Boehringer drug scores in another pulmonary fibrosis trial

Boehringer Ingelheim has a second positive trial under its belt for nerandomilast in pulmonary fibrosis, setting up regulatory filings.

The new data from the 1,178-patient FIBRONEER-ILD study showed that the oral PDE 4B inhibitor was able to improve lung function in patients with progressive pulmonary fibrosis (PPF), a form of interstitial lung disease (ILD).

Last September, the FIBRONEER-IPF trial also showed an improvement in lung function with the drug in patients with idiopathic pulmonary fibrosis (IPF), another ILD subtype that tends to be less prone to swift progression than PPF.

The two positive studies mean that Boehringer can now seek approval for nerandomilast with a broad label claim in pulmonary fibrosis, making the drug a potential successor to its $3.6 billion-a-year blockbuster IPF therapy Ofev (nintedanib).

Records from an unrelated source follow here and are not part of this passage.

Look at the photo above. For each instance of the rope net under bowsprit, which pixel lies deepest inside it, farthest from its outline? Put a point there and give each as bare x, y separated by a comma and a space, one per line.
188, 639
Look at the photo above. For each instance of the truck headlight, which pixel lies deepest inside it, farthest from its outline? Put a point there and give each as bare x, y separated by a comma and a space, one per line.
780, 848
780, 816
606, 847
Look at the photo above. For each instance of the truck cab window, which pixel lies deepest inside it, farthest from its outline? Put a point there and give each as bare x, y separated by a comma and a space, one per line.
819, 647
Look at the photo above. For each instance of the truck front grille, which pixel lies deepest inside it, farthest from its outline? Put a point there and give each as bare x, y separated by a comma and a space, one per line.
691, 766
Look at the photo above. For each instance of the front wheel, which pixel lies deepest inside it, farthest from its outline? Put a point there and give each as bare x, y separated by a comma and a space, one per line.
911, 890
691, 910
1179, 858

Topline data from FIBRONEER-ILD showed that nerandomilast met its primary endpoint, which was the absolute change from baseline in forced vital capacity (FVC) – how much air a patient can exhale after taking in a full breath – compared to placebo after a year's treatment.

The FIBRONEER-IPF trial used the same endpoint and had a similar outcome, and both studies suggest that nerandomilast is well tolerated with a side-effect profile that is comparable to placebo, according to Boehringer, which said it will now press ahead with submitting marketing applications for nerandomilast to the US FDA and other health authorities worldwide.

"The hope is that the safety and tolerability profile we are initially seeing could potentially help to reduce treatment challenges," said Shashank Deshpande, head of the privately-held German pharma group's human pharma division.

In IPF and PPF, the lungs become increasingly damaged by scar tissue, resulting in breathing getting progressively more difficult, and it is generally considered a terminal illness despite the availability of drug treatments. It has an average survival time of only three to five years from diagnosis.

Currently approved treatments are Ofev and Roche's kinase inhibitor Esbriet (pirfenidone) – the latter now available in generic form – which have also been shown to slow down the decline in lung function, but have sometimes resulted in troublesome side effects.

Ofev, for example, causes gastrointestinal symptoms like diarrhoea, nausea, and stomach pain in around two-thirds of patients, and discontinuation rates for both drugs are high.

Boehringer's drug is due to start losing patent protection in 2029, and the company is hoping to bring nerandomilast to market before then to defend its IPF franchise.

The future of another experimental oral pulmonary fibrosis treatment – Pliant Therapeutics' αvβ6 and αvβ1 integrin inhibitor bexotegrast – is being debated after the company announced a pause in its phase 2b/3 trial of the drug due to a safety signal.